Last night Bob and I watched Episode 1 of Netflix’s latest entertainment experiment, My Next Guest Needs No Introduction with David Letterman. Though the program is instantly addictive, audiences will not be able to enjoy the familiar, sedentary luxury of binging – at least not for a while. Billed as a “monthly event,” Netflix is taking a light gamble that the next act of David Letterman’s storied career will prove to be destination television. Future A-list guests include Oscar-winner and humanitarian George Clooney, and international social justice icon Malala Yousafzai.
If Episode 1 proves a standard, Netflix has an important, topical non-fiction hit on its hands. My Next Guest is must-see TV, but don’t expect the old Letterman throwing postcards through fake windows to cheesy sound effects. This is an older, wiser, more confident David Letterman – with magnificently groomed Ralph Waldo Emerson facial hair to underscore the shift. As Esquire’s Matt Miller writes:
“Though the beard might suggest Letterman is in a gives-no-fucks stage of his career, this show is far more mature, more relaxed, and at many times more touching than his previous one…This isn’t a stand-up special. It’s not a late-night talk show. Letterman’s new show is something deeper, more valuable.”
Anytime your guest is former President Barack Obama, value is a given. And not just because of ex-POTUS’s self-deprecating comedic timing. In these troubled times, Obama’s return to the public stage proves a soothing tonic to wounded, exhausted and humiliated political spirits. The quiet wisdom of a Nobel Prize-winning leader, a scandal-free, empathetic human being who’s never done learning and reflecting. Barack Obama is always going to be one of the smartest, most thoughtful people in any room. And in conversation with a transformed, more outwardly self-aware Letterman, an engaging, witty and touching hour unfolds. The communion is a true give and take.
Toward the end of the program, Obama turns the tables on his interviewer, asking Letterman if he ever feels the serendipity of fortune combining with his natural talents. A question to which the former Late Night and Late Show host gives a forceful reply:
“This is what I’m struggling with at this point in my life – I have been nothing but lucky… When John Lewis and his friends, in March of ’65, were marching across that bridge … in April of ’65, me and my friends were driving to Florida to get on a cruise ship to go to the Bahamas because there was no age limit to purchase alcohol, and we spent the entire week – pardon my French – shit-faced. Why wasn’t I in Alabama? Why wasn’t I aware? I’ve been nothing but lucky and the luck continues here this evening.”
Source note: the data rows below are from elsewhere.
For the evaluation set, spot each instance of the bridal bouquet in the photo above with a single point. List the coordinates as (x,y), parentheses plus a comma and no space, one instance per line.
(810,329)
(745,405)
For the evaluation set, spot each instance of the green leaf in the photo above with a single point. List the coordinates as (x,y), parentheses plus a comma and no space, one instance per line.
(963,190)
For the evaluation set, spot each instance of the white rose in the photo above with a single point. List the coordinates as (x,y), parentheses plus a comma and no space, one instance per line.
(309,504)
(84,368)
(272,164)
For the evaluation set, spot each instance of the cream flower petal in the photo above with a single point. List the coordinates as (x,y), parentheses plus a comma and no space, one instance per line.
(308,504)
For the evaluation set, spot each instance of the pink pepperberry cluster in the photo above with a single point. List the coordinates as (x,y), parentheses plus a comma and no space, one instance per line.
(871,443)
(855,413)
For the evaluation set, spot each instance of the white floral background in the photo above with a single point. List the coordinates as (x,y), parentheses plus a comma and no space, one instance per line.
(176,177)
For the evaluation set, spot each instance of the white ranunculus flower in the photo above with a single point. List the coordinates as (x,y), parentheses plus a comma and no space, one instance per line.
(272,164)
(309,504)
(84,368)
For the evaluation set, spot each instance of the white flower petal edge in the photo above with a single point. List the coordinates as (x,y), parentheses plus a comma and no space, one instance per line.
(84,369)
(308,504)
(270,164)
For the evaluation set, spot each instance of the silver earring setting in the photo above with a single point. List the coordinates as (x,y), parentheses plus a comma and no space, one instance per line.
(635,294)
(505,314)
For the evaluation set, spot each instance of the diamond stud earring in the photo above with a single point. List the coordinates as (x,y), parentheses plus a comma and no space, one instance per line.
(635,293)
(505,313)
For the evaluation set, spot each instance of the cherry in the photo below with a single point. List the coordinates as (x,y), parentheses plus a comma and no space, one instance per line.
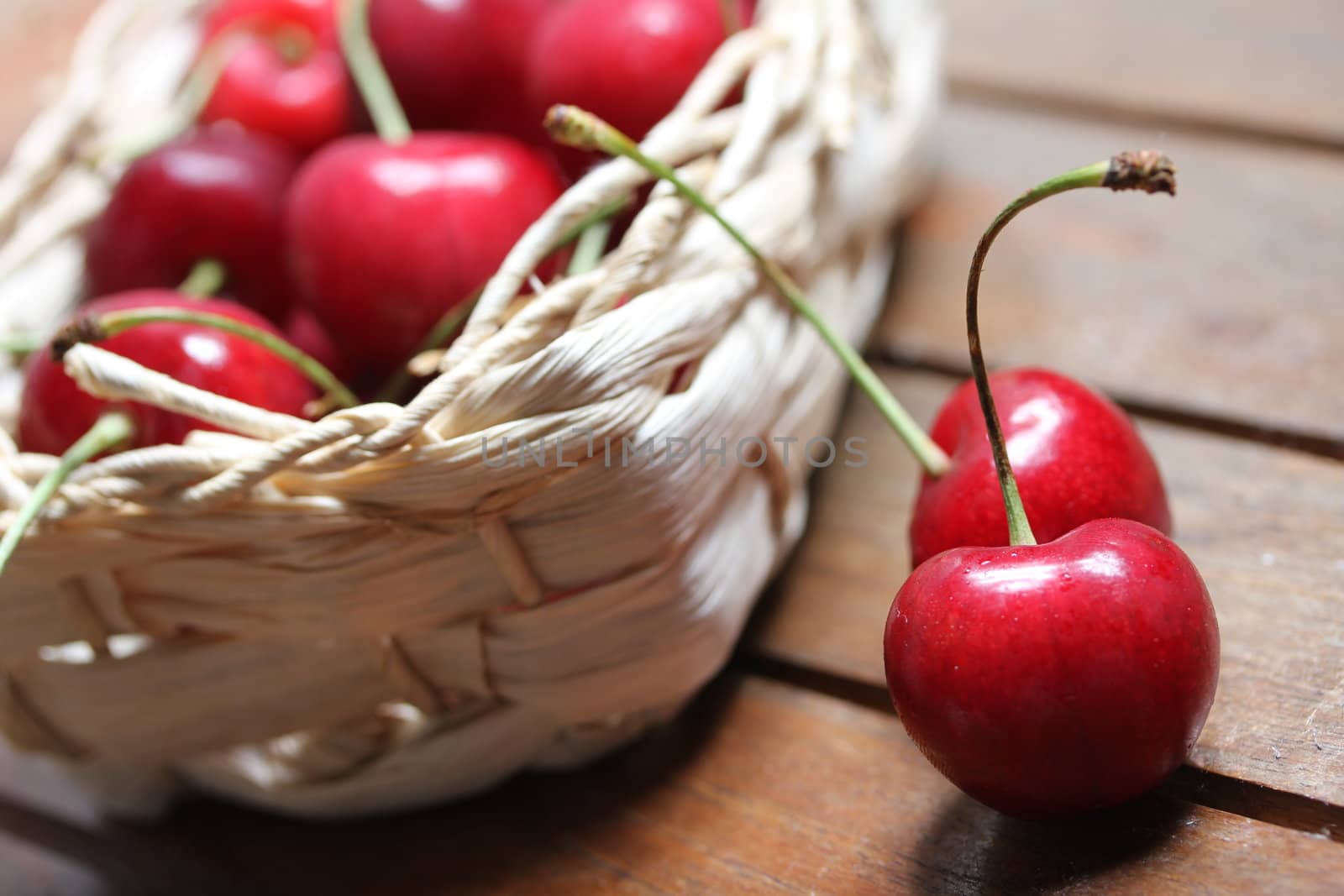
(215,194)
(282,73)
(306,332)
(1057,678)
(389,238)
(461,65)
(1077,457)
(54,412)
(390,234)
(625,60)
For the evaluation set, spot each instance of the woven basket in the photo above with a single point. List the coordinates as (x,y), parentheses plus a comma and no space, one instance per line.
(373,611)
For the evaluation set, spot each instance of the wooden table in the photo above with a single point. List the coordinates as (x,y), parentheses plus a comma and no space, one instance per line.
(1216,318)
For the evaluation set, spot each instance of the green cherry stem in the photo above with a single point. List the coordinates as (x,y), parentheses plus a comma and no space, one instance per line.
(370,76)
(205,280)
(591,248)
(111,430)
(97,328)
(20,344)
(445,331)
(1147,170)
(186,109)
(585,130)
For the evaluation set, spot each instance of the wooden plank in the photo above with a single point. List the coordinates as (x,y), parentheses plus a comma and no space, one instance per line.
(1261,66)
(1263,526)
(759,788)
(1223,301)
(37,38)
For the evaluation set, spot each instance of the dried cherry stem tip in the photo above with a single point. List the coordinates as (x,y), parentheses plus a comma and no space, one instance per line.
(97,328)
(585,130)
(109,432)
(1146,170)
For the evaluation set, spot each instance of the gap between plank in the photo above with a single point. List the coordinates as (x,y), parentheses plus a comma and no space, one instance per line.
(1189,419)
(1119,113)
(1203,788)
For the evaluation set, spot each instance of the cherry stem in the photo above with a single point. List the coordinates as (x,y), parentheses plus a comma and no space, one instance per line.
(577,128)
(452,322)
(445,331)
(205,280)
(97,328)
(591,248)
(370,76)
(20,344)
(111,430)
(1147,170)
(186,109)
(732,15)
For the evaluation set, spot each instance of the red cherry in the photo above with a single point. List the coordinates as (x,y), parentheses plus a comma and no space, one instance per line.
(625,60)
(460,65)
(215,194)
(1075,454)
(1057,678)
(54,412)
(284,74)
(389,238)
(306,332)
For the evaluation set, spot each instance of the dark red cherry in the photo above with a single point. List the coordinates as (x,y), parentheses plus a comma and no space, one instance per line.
(1055,678)
(219,194)
(1077,457)
(286,76)
(461,65)
(387,238)
(54,412)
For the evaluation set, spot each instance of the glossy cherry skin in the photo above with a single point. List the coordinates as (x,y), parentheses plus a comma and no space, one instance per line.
(1075,454)
(286,74)
(54,412)
(389,238)
(461,65)
(1059,678)
(625,60)
(215,194)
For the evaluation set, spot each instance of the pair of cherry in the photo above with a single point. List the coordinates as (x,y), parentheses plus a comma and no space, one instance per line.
(1042,679)
(1070,674)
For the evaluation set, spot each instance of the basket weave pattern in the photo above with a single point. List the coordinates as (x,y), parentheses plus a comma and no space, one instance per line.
(378,609)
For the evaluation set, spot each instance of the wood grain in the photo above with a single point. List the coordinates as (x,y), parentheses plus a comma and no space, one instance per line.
(1241,63)
(759,789)
(1223,301)
(1263,524)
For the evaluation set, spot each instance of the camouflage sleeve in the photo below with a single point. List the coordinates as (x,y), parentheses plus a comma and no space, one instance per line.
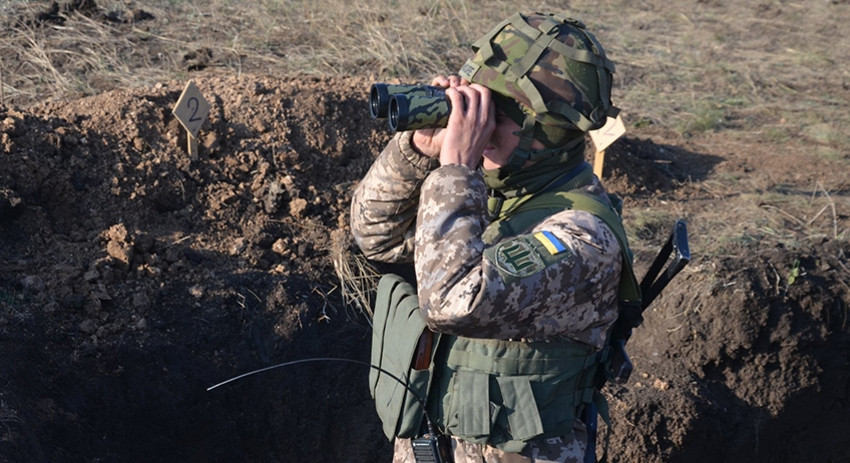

Letterman’s honestly earned white guilt is more than academic exercise. Cut throughout the rich Obama interview are segments of the comedian’s visit to Selma, Alabama. There he connected with Civil Rights legend and longtime Georgia Congressman John Lewis to discuss the 1965 Bloody Sunday March, where a 25-year-old Lewis was beaten, and his skull fractured, as he and demonstrators tried to cross the Edmund Pettus Bridge.
Letterman purposely keeps himself out of the conversation’s center. He is there to listen and learn, because Lewis has plenty to teach all of us about courage and conviction. There is no celebrity here. Just Dave the American Everyman (or Woman) looking desperately for reason, humility and a path to salvation from our self-inflicted, xenophobic national predicament.
I watched My Next Guest on the eve of Martin Luther King Jr. Day, just removed from Donald Trump, the anti-Obama in every conceivable way, labeling Haiti and African nations “shithole countries.” It’s a particularly on the nose time to consider the long-term loss the country experienced as a result of last year’s transition of power from 44 to 45.
This is not to engage in Obama hagiography. I was often a dogged critic of the cautious rationalism that prevented bolder action on a number of generational issues. But to compare the basic goodness and global respect enjoyed by our previous President, to the moral cesspool and international laughingstock (when he’s not hated outright) that is Donald Trump? As tragic as it is unfair to the three million plus Americans who popularly preferred Hillary Clinton and the legacy of Obama’s economic, environmental and social policies.
On Martin Luther King Jr. Day, David Letterman’s reverence for the sacrifices of John Lewis stand in stark contrast to Trump’s childish taunting of the Civil Rights icon. Lewis’ steadfast refusal to accept a self-aggrandizing, ignorant white supremacist as the legitimate leader of a free and diverse nation chafes the Narcissist-in-Chief. That chafing also drives the current administration’s singular mission to dismantle every achievement of the Obama era, from greater access to healthcare to important steps toward protecting the planet.
Trump’s racist bullying – at least it pertains to Obama and Lewis – stems from a place of naked envy. Because one can’t buy or tweet the way dignity and moral authority. Esteem is built by time and consistency, two currencies of which the racist pseudo-billionaire is acutely short.